When we approach these elemental, nature archetypes as gods we are, of course, personifying them and to some degree anthropomorphising them. It isn’t hard, though, to see why our ancestors walked that path for the elemental archetypal patterns have a direction and force of their own, a storm will rage where it wills and we cannot easily bend it to our own will, it will destroy whomever is in its path. And in personifying the elements we open up the possibility to have a more effective relationship with these forces, we can appease them or pray to them, we can honour them and psychically draw on their power when we need to become as a storm ourselves. We all form a relationship with the archetype of the storm from the timid, hiding child to the storm chaser and the storm gods allowed this relationship to become more conscious.
But there is a shadow side of this anthropomorphising the elemental archetypes. We have at times have in history viewed the storm as angry with us, piling even more fear upon each other. And when the gods of fire and storm needed, in our emerging theologies, to be appeased we practiced self- sacrifice or even more terrible, the sacrifice of others. This reached its dreadful apex in the violent sacrifices of the Aztecs who believed that the sun god needed the blood of their enemies to rise each morning. A balance needs to be struck here, yes, the fires, storms and oceans have their own rhyme and rhythm and are entities in themselves but they do not need to be given more autonomy then they naturally have. The gods share the same nature and independence as the archetypes that stand behind them.

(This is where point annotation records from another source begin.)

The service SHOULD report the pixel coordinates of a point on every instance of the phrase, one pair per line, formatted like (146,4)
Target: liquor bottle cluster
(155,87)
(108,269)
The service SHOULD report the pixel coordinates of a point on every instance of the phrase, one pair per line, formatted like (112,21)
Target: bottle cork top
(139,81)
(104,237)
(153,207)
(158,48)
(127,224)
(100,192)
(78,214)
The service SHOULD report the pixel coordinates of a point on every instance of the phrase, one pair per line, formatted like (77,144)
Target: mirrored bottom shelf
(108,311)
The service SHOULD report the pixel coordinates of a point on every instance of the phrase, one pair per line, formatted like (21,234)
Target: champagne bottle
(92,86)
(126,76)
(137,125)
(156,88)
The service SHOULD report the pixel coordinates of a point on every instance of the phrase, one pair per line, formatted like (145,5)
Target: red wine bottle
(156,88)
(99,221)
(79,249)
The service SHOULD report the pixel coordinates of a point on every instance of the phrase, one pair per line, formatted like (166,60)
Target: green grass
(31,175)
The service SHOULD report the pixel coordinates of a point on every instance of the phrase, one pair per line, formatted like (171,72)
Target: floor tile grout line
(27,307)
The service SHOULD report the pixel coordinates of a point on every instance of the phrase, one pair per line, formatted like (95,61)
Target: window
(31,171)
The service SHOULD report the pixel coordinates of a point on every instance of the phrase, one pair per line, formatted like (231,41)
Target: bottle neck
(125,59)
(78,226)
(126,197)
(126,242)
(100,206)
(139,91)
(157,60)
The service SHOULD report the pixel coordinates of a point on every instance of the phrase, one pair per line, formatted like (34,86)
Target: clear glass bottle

The nature gods have been placed in our collective shadow within the West. First by Christianity which tended to view nature as an impersonal creation of a God who alone had consciousness until shared exclusively with humans and secondly by science which initially taught a mechanistic view of the world. But in the seventies a panentheistic (god within creation) view re-emerged with the Gaia hypothesis which saw the earth as a self-adjusting biological entity. From the philosophy of deep ecology which focused on the rights of nature to a modern nature-based paganism the elemental gods have been slowing emerging from their millennial slumbers. This shift hopefully will allow us to change our relationship to the environment.